Government pays Eastern Corridor contractors

Government pays Eastern Corridor contractors

President Nana Addo Dankwa Akufo-Addo has given the firm assurance that work on the Eastern Corridor roads will resume before the end of the year.

The President said the contractors working on the road had received some funding to enable them to go back to work.

The President gave the assurance yesterday at a durbar organised in his honour by the chiefs and people of Dzolokpuita, near Ho, as part of his tour of the Volta Region.

He said the payment was part of a backlog that had been paid to contractors working on roads across the 16 regions of the country.

Free Senior High School

Earlier in an interaction with members of staff and students of Mawuli Senior High School (SHS) in Ho on the second day of his two-day working visit to the region, President Akufo-Addo reiterated that the educational investment being made in Ghana’s children was vital for the future of the country.

He said the development of the country’s human capital was what would enable the country to transition from its current state into one of progress and prosperity, and thereby lift the standard of living of every Ghanaian.



The President indicated that prior to coming into office, an average of 100,000 children, annually, could not transition from junior high school (JHS) to SHS because of financial constraints.

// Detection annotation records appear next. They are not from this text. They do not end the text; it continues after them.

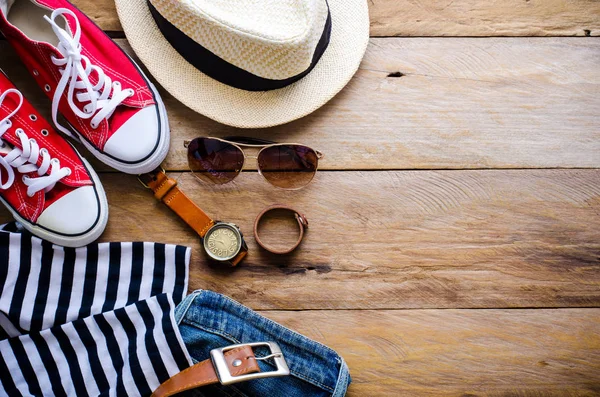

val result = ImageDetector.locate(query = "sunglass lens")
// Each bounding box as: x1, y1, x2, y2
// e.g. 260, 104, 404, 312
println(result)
258, 145, 319, 189
188, 138, 244, 185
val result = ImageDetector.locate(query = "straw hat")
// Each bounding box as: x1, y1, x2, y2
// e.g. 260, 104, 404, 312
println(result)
116, 0, 369, 128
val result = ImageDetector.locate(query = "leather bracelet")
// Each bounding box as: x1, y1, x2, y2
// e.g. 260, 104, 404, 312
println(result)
254, 204, 308, 255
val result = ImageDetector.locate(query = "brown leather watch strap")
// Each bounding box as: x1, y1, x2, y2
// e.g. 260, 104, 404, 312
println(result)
139, 169, 215, 237
254, 204, 308, 255
152, 346, 260, 397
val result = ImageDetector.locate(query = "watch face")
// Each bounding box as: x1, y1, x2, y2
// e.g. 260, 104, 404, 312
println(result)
204, 223, 242, 261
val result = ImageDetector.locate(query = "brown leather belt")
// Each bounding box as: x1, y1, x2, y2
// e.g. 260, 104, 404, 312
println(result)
152, 342, 290, 397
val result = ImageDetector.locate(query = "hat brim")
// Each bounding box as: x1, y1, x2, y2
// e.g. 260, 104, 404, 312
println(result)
116, 0, 369, 128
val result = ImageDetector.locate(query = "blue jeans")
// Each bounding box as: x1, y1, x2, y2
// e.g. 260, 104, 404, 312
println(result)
175, 290, 351, 397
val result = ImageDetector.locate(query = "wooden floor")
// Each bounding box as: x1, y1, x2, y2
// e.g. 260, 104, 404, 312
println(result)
0, 0, 600, 397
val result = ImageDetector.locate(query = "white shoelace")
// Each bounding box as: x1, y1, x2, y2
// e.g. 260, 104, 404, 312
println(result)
44, 8, 134, 136
0, 89, 71, 197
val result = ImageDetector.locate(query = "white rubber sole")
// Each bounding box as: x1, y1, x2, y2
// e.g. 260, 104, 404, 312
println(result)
71, 78, 171, 175
0, 159, 108, 248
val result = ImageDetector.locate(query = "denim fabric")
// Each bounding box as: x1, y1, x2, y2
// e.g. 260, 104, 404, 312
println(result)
175, 290, 351, 397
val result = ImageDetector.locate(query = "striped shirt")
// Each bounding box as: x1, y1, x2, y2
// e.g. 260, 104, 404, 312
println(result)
0, 224, 192, 396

“We couldn’t progress as a nation if we continue the haemorrhage of our human capital: 100,000 children, on the average every year for over 10 years, means one million young Ghanaians would grow up with the knowledge that they have at the JHS level and that’s it? There’s no way our future could be bright,” he said.

Changing direction

President Akufo-Addo said his administration took the decision “right from the beginning that we were going to change the direction of our country, we were going to change the educational policy of our country and bring in the Free Senior High School, so that those 100,000 that could not be captured in Senior High, now they are captured”.

He added: “With 1.2 million students currently in SHSs across the country, 400,000 more than the total number of students enrolled before the onset of free SHS, this is the highest number of Ghanaian youths in SHS.”

Financing

Touching on the financing of the free SHS policy with the country’s oil revenues, he stated that: “I don’t have any regrets whatsoever about committing the oil revenues of our country to preparing our nation for the future. It is the best, most efficient, most equitable way all of us can participate in those revenues.”

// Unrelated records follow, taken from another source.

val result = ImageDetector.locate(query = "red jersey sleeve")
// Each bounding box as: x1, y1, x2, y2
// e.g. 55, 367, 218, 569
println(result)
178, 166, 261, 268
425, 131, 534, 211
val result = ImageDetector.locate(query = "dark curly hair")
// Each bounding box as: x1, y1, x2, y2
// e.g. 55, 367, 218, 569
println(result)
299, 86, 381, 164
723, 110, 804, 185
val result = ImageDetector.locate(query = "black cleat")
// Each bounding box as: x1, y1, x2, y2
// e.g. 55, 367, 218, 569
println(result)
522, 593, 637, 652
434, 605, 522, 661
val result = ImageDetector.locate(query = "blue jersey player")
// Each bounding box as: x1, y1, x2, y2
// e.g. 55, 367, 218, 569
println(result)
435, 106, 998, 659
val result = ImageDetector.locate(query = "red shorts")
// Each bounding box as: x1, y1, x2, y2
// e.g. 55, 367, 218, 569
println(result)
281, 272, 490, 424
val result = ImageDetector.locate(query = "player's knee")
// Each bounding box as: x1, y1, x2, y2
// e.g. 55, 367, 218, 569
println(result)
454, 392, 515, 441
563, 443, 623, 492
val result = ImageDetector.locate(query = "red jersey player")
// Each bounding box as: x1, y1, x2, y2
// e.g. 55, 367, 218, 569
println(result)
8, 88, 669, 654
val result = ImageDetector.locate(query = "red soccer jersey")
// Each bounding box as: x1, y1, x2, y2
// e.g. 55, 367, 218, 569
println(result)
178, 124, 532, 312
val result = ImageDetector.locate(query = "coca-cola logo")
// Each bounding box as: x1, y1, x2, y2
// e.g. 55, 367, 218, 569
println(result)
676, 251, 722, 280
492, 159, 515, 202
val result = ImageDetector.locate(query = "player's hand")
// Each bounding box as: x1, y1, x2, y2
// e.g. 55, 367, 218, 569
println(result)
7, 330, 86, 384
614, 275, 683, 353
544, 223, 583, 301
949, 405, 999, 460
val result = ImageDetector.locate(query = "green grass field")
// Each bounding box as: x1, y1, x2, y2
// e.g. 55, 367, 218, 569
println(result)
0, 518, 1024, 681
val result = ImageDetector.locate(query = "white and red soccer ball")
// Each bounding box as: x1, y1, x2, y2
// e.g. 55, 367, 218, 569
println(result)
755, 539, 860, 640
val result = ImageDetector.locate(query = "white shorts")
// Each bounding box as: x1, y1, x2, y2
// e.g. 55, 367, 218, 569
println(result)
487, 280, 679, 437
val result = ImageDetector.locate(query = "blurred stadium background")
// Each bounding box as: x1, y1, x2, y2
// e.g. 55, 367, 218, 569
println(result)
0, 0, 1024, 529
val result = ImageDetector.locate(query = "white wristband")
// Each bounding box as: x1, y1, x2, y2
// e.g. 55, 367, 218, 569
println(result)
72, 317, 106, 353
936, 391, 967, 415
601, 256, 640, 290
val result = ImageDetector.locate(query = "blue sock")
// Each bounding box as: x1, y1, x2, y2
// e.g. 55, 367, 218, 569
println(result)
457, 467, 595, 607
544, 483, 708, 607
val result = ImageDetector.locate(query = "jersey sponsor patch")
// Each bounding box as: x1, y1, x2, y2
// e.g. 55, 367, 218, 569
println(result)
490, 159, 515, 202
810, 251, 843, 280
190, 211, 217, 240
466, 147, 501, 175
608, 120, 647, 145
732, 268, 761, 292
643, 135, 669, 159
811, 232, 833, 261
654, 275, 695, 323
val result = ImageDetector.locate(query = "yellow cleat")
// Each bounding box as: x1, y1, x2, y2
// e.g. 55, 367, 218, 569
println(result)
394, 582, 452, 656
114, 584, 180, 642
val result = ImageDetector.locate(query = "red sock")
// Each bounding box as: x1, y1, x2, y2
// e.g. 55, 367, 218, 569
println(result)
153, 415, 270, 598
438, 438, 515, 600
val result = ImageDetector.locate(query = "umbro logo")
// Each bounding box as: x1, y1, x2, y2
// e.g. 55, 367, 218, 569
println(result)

President Akufo-Addo stressed that the oil revenues “are not there, sitting there, waiting for politicians like me to come and put their hands in oil revenues in their pockets, no. It is being used to prepare our nation for the future of our country. That’s the best way we can use the oil revenues.”

Knowledge and technology, according to the President, were what would determine the fate of nations in the 21st century.

“My modest contribution to the growth of Ghana is to make sure that we are not left out of the progress that is ahead of us in the 21st century,” he added.

Negative politics

President Akufo-Addo criticised politicians who felt that their political fortunes were threatened by the Free SHS.

He bemoaned the fact that “we have such politicians in Ghana. But that’s our lot. We will deal with it, that’s not a problem, we will deal with it.”

The President gave a warning for heads of SHSs and other principals who may want to undermine the Free SHS programme: “I can tell them that they will not succeed. They will not stand in the way of the future of our nation.”

Make use of Free SHS

The President urged the students of Mawuli SHS to make maximum use of their time in school, and equip themselves not only with classroom knowledge, but also with general knowledge.

With the first batch of Free SHS beneficiaries set to write the WASSCE next year, he said; “the eyes of the world will be on you. Make sure that you shame all the detractors of the Free Senior High School policy.

“ I am confident that the young men and women I see here in Mawuli are going to rise to the challenge and shame the people who said that Free Senior High School is not a good idea,” he told the students.